Auditors are not, in fact, serving the client who pays them – they are serving in the public interest, and where there are auditors who have lost sight of this, it must be urgently addressed.

This is according to Ignatius Sehoole, CEO of KPMG SA, who was speaking at the opening of the Customer Experience Management Africa Summit in Cape Town on Wednesday.

Sehoole is a former president of the South African Institute of Chartered Accountants (SAICA). He was appointed to head up KPMG SA in November, with effect from May this year, after the company suffered reputational damage relating to work it did for Gupta-linked companies, as well as on the South African Revenue Service 'rogue unit' report.

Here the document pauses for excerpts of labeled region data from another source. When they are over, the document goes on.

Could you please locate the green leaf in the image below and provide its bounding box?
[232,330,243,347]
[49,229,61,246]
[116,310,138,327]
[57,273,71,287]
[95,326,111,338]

Audits are done for the benefit of the users of the resultant financial statements, namely investors, shareholders, the public and communities in which companies operate, Sehoole said on Wednesday.

"The users of the financial statements must be able to trust the information contained in them, because it had been verified by an independent third party," he said.

"We lost sight of that. That is one of the key issues the auditing profession needs to address."

Referring to KPMG itself, Sehoole said there had been "little oversight and poor decisions were being taken".

The duty of a chartered accountant is duty of public interest, according to Sehoole, as well as "the code of conduct of SAICA and what we need to get back on track".

KPMG reforms

Sehoole said reforms at KPMG included structurally separating the executive committee and the board. Independent managing directors were also introduced to scrutinise operations, including the risk management and compliance committee.

"So, for the first time we opened ourselves up to scrutiny from outside the firm. We also looked at our client list to see whether the clients we have are within the risk profile acceptable to us," said Sehoole.

"After all the mess we went through we lost clients and we ended up deciding to let some others go too. It is something we should have done before. Even the ones we still have we continue to evaluate. And before we start any new assignment for a client, we re-evaluate again to see if anything changed since the previous time we did work for them."

Recently, the firm declined to do work for two potential new clients because their risk profiles were not acceptable, Sehoole said. "We do this because we must send the right message out there," he explained.

The company needs a culture where employees are not afraid of "stepping out of line" for fear of retribution if they voice concerns, he added.

"Employees must be able to talk about anything. We have an international hotline they can use," he said.